Wow. Thanks for the follow-up. A Seastrong Diver 300 Auto is on my short-list to buy, and now this leaves me wondering what to do. I've been happy with the quality of the GMT 4 that I've had for the last few weeks.


----------



## Mechanicalworld

MV-22 said:


> Wow. Thanks for the follow-up. A Seastrong Diver 300 Auto is on my short-list to buy, and now this leaves me wondering what to do. I've been happy with the quality of the GMT 4 that I've had for the last few weeks.
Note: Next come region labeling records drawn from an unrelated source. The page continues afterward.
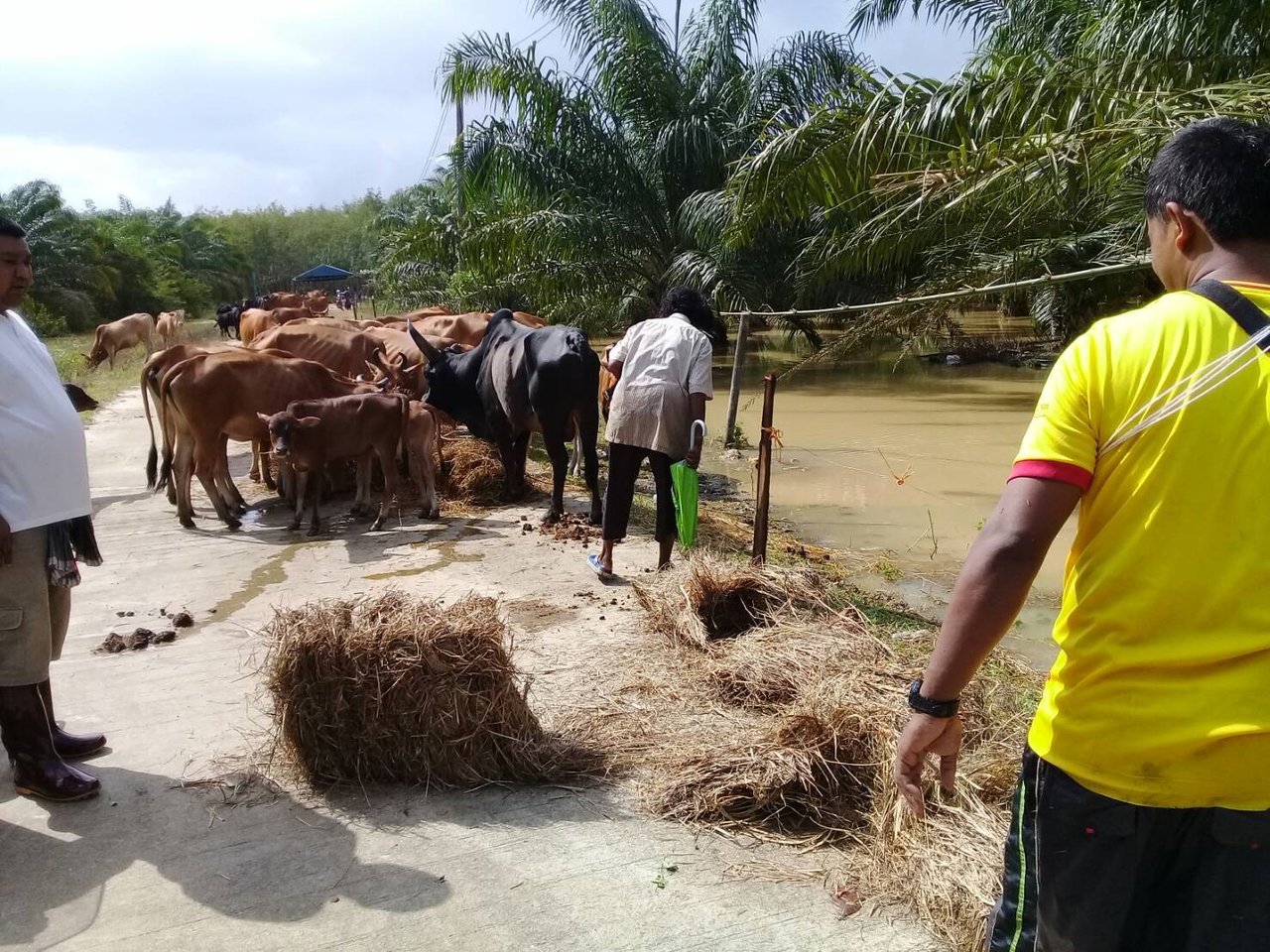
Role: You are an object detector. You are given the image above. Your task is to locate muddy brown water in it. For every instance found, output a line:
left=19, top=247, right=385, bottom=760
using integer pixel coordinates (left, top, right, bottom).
left=702, top=322, right=1074, bottom=665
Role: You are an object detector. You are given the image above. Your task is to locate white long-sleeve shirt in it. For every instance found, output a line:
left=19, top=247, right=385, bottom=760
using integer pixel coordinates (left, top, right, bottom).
left=0, top=311, right=92, bottom=532
left=604, top=313, right=713, bottom=459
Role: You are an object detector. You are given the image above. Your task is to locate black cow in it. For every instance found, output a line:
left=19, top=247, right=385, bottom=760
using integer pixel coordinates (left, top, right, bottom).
left=216, top=304, right=242, bottom=339
left=63, top=384, right=98, bottom=414
left=410, top=309, right=602, bottom=526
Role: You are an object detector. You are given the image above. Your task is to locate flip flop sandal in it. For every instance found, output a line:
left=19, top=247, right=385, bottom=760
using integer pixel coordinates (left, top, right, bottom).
left=586, top=554, right=617, bottom=581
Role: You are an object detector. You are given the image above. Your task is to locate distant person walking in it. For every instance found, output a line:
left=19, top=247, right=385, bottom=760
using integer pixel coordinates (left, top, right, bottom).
left=588, top=289, right=726, bottom=580
left=0, top=218, right=105, bottom=799
left=895, top=119, right=1270, bottom=952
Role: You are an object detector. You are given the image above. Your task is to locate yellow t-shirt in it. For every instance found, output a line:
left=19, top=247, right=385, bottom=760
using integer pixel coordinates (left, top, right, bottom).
left=1012, top=285, right=1270, bottom=810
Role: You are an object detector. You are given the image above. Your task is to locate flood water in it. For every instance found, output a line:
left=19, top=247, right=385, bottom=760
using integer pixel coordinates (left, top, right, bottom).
left=702, top=331, right=1072, bottom=663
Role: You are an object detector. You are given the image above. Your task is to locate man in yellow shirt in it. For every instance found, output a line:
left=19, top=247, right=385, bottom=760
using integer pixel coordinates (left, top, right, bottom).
left=895, top=119, right=1270, bottom=952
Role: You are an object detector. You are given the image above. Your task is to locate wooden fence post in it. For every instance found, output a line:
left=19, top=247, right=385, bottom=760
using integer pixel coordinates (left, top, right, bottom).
left=750, top=373, right=776, bottom=565
left=722, top=311, right=749, bottom=447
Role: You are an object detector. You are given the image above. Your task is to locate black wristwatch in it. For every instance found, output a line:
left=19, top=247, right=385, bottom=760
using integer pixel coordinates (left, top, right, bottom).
left=908, top=678, right=961, bottom=717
I wouldn't worry about it. He posted a picture on here that leaves considerable doubt to the story. I don't like it when people try to bash a company when they may have been at fault. I tried to nicely suggest maybe he dinged the watch and he didn't reply. NOW if I am wrong and there wasn't any damage done to the watch and the bezel just fell off then I am sorry for doubting the OP, but here is what appears to be a pretty good gash in the bezel. A whack hard enough to dent the bezel like the picture shows would stand a good chance of popping the bezel insert off. Like I said, if I'm wrong and it's a bad photo then I'm sorry, maybe a second photo could be uploaded.


----------



## drewhenson

They're great watches. May have just gotten a bad one. That has happened to me with Ball. And by the way Ball has terrible customer service.


----------